Whoever knew it be just me and this feeling that someone always be following me tryna be part of everything I am but lucky I even forget what the heck I even am anymore that I try to be seeking myself haven. Of course a hard time remembering. I'm on my way walking now out of breath roaming thru the dark, bound to walk into something new. Here we go still keepn on, and there comes a light in the front of me far off into the distance
faded but still noticable .here I come. I'm hoping that this is a sign of where my new life will begin. or unfold into something else a little less hectic. all of a sudden Few small bodies covered in cloaks walk out to show themselves who they really are since I can't really see nothing without feeling I need glasses cause they be stealing my vision away from me making everything feel like I'm drifted into or pulled into a dream state. No control of my own feelings. Gripped and thrown into what looks to be a pile of leaves. Now they bowin down. clearly down by my side. I don't know whether to try to run but obviously I can't hide they'd be like able to catch me so fast because I'm feeling so far gone. I'm lost now, no way to find my way out. Don't know where I'm at either. How could I allow this to make me think that this would ever be ok. Should've never followed the light and went the other way. But now it's too late I'm already taken they captured my body and don't think they would be the type to let me go.

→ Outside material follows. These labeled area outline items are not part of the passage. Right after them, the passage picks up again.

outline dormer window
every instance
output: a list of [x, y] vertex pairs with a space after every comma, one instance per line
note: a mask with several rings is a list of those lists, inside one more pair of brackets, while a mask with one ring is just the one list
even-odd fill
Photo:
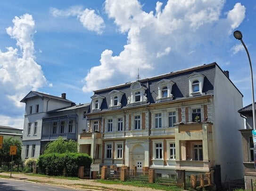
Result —
[[158, 92], [157, 102], [172, 100], [173, 96], [172, 94], [173, 85], [175, 84], [172, 80], [164, 79], [157, 83]]
[[165, 86], [162, 89], [162, 98], [167, 98], [168, 89], [166, 86]]
[[91, 104], [92, 112], [100, 111], [101, 104], [104, 98], [105, 97], [97, 94], [94, 94], [91, 97], [92, 99]]
[[122, 104], [121, 101], [124, 93], [117, 90], [112, 90], [109, 93], [110, 95], [110, 104], [109, 109], [117, 109], [121, 108]]
[[190, 96], [205, 94], [203, 92], [205, 76], [197, 72], [193, 72], [189, 76]]
[[148, 102], [147, 94], [145, 93], [147, 88], [139, 82], [133, 82], [131, 85], [131, 96], [129, 96], [127, 106], [146, 103]]
[[198, 80], [195, 80], [193, 82], [192, 88], [193, 92], [199, 92], [199, 81]]

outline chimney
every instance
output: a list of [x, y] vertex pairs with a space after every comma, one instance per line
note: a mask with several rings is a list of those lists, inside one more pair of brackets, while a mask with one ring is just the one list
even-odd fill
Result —
[[225, 74], [225, 75], [227, 76], [227, 77], [229, 78], [229, 72], [227, 70], [224, 70], [223, 72], [224, 72], [224, 74]]
[[61, 94], [61, 97], [63, 98], [64, 99], [66, 99], [66, 93], [62, 93]]

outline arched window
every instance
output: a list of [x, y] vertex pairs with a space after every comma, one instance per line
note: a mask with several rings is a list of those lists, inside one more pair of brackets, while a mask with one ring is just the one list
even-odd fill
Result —
[[167, 88], [166, 86], [165, 86], [162, 89], [162, 97], [167, 98]]
[[192, 87], [193, 92], [199, 92], [199, 81], [198, 80], [195, 80], [192, 84]]
[[117, 96], [115, 96], [115, 98], [114, 98], [114, 106], [117, 105], [118, 100], [118, 99], [117, 98]]
[[98, 109], [99, 107], [99, 100], [98, 99], [96, 99], [95, 100], [95, 109]]
[[135, 93], [135, 102], [137, 101], [140, 101], [140, 92], [137, 92]]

Sure you would think they get bored and have some kind of heart to drag me in the sand and just drop me off and forget about me but here I am now just afloating in the midst of what was the the flames of there fire be spindled over and over cause I'm about to be there next meal. I'm stuck inside of my head now screamn how the hell do I get out of this hell. Doubt anybody hear me tho like I even had that much time to think but in all reality this ain't even happening and Bam suddenly I opened my eyes and come to find out it was just a dream
I have been pulled out of it and I can finally see my actual reality that I live. I'm shaking and my blood is flowing so fast from hyperventilating cause I'd quit breathing. but now I'm alive again and I'm not surrounded by death. I've never felt or seen nothing like it. I guess I need to learn to put this barbiturates away put em inside my drawer and lock it throw away the key cause there I ain't never let that happen again. Stick to my weed they always said it was way healthier but knowing myself I'd be never listening. cause I'd be going my own direction. Which come to think about it probably why obviously fell into the hell of for ever misery in between now and what was left and possibly the last breath I was able to take inside my veins to keep being able to survive in between the living and partially almost dead. Scaring myself but I know now who the I be and what's left inside of my heart to notice how important it was for everyone else to enjoy my presents as well. Hey, what's up guys I'd walk over and do a handshake maybe throw a peace sign. Show em I really do care and that I was glad to be there, and part of there life still, and who knows where the crazy rabbit stayed but at least that's another reason to stay away from the insanity that I fell in love with doing these crazy things that is now in the past and just a memory.